Quel contraste avec Esterhazy, laissé libre, chez qui nulle saisie n’a été pratiquée[3] !

En Angleterre, une telle violation de la loi eût soulevé l’opinion ; magistrats, policiers, officiers, on les eût traînés, comme des malfaiteurs, devant les tribunaux[4]. À Paris, quelques journaux à peine protestèrent[5] ; le Journal des Débats refusa un article de George Picot, secrétaire perpétuel de l’Académie des Sciences morales, qui dénonçait l’illégalité. Le vice, peut-être le plus profond, de la Révolution et de la société qui en est issue, c’est le dédain des droits personnels, le mépris

  1. Article 39 du Code d’instruction criminelle : « Les opérations prescrites par les articles précédents seront faites en présence du prévenu, s’il a été arrêté, et s’il ne veut ou ne peut y assister, en présence d’un fondé de pouvoirs qu’il pourra nommer. » — Aucun article du code de justice militaire n’autorise les officiers de police militaire à procéder ainsi qu’il est dit à l’article 88 : « Le juge d’instruction pourra pareillement se transporter dans les autres lieux où il présumerait qu’on a caché les objets dont il est parlé dans l’article précédent. »

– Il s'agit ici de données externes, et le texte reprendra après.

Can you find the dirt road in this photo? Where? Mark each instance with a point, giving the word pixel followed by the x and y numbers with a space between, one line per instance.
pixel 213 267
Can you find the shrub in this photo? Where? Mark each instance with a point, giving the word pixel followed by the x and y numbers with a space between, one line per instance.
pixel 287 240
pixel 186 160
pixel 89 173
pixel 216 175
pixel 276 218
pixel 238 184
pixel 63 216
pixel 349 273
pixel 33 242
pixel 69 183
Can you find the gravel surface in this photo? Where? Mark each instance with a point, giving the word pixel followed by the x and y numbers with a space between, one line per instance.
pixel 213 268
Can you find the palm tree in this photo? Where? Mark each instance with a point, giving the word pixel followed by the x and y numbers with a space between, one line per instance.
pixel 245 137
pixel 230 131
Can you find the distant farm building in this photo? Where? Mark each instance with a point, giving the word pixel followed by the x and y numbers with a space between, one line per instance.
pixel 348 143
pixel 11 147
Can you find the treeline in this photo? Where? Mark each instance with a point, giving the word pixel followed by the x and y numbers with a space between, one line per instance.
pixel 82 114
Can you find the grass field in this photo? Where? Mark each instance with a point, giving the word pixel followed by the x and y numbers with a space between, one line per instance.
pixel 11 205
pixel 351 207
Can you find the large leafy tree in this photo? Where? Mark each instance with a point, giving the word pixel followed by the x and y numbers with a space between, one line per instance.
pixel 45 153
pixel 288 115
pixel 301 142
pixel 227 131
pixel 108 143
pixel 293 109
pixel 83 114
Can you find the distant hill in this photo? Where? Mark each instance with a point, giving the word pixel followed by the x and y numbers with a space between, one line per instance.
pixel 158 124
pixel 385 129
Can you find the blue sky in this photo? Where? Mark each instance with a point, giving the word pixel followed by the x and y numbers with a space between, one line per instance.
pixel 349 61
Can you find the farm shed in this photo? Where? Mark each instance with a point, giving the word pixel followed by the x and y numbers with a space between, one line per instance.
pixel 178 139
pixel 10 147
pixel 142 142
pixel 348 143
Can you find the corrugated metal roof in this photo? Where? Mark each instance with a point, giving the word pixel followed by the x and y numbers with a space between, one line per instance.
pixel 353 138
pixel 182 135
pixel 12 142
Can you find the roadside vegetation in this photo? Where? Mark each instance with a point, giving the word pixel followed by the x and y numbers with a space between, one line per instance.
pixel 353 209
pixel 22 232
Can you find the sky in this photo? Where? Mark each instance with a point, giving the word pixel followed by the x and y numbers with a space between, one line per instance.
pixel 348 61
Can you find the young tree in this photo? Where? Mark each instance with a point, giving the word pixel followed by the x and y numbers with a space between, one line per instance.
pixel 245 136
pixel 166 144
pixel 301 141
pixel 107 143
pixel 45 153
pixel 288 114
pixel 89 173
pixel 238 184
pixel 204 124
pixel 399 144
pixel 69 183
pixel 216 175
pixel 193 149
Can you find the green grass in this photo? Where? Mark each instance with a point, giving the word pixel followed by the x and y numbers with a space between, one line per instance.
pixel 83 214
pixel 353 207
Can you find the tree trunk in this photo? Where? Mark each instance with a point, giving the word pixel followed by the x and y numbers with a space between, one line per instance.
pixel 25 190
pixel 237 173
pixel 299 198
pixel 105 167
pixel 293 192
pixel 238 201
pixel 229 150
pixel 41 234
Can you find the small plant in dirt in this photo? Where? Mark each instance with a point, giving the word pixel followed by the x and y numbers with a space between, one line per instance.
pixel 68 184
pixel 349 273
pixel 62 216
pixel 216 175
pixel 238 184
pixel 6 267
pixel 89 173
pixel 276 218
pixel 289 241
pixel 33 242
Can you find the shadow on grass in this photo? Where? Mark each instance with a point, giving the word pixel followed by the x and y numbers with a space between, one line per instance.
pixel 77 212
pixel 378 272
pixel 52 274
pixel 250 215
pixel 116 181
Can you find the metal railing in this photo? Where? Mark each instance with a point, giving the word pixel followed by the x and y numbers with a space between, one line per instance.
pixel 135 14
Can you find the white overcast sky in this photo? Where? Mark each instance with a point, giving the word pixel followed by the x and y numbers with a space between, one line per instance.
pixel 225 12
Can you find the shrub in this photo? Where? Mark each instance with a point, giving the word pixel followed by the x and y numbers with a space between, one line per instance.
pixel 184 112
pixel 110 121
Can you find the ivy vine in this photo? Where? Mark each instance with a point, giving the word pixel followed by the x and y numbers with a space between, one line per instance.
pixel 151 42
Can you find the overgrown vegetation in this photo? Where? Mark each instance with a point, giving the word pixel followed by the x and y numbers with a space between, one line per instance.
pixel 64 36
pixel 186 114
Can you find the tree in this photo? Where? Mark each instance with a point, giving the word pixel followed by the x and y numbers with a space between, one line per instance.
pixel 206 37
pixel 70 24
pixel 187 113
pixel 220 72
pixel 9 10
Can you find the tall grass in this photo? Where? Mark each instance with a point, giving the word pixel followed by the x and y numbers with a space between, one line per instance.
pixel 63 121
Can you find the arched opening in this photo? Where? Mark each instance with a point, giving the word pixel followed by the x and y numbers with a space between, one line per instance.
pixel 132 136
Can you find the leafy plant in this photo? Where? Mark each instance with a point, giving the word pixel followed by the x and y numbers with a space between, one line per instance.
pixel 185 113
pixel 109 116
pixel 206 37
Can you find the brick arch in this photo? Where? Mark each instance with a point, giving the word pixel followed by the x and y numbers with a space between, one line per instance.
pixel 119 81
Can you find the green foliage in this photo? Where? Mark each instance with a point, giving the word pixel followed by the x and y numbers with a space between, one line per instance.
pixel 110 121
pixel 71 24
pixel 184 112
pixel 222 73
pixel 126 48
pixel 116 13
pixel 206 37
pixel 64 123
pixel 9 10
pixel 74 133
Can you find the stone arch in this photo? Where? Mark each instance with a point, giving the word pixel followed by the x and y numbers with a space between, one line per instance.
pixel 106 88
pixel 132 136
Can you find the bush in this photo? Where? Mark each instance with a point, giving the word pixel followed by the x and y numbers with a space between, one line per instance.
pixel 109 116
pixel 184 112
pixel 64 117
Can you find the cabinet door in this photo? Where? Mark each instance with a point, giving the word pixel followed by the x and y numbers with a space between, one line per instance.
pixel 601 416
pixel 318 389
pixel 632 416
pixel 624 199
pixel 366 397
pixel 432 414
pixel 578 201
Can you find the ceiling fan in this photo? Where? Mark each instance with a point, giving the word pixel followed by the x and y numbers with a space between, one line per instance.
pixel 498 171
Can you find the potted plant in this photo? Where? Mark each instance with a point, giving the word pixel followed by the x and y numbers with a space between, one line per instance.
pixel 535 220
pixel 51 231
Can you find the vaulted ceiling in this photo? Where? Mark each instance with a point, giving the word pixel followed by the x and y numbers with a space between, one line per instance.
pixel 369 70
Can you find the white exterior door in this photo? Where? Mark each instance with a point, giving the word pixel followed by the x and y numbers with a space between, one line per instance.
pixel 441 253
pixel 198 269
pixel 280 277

  2. Libre Parole, Jour, etc., du 26 novembre 1897.
  3. Procès Zola, I, 248, Pellieux : « Il était absolument inutile de faire perquisitionner chez le commandant Esterhazy ; cela avait été fait pendant huit mois… Je n’ai pas fait perquisitionner chez Esterhazy parce que j’étais officier de police judiciaire et que je ne l’ai pas jugé nécessaire. »
  4. Albert Decrais, député de la Gironde, ancien ambassadeur à Londres, me rencontra, dans les couloirs de la Chambre, comme il venait d’apprendre l’incident : « Ces journalistes, me dit-il, sont naïfs ; ils prennent pour des agents de police de vulgaires cambrioleurs. — Allez donc, lui répondis-je, répéter cela à Méline ou à Billot ».
  5. Temps, Figaro, Siècle, Radical, Aurore des 26 et 27 novembre.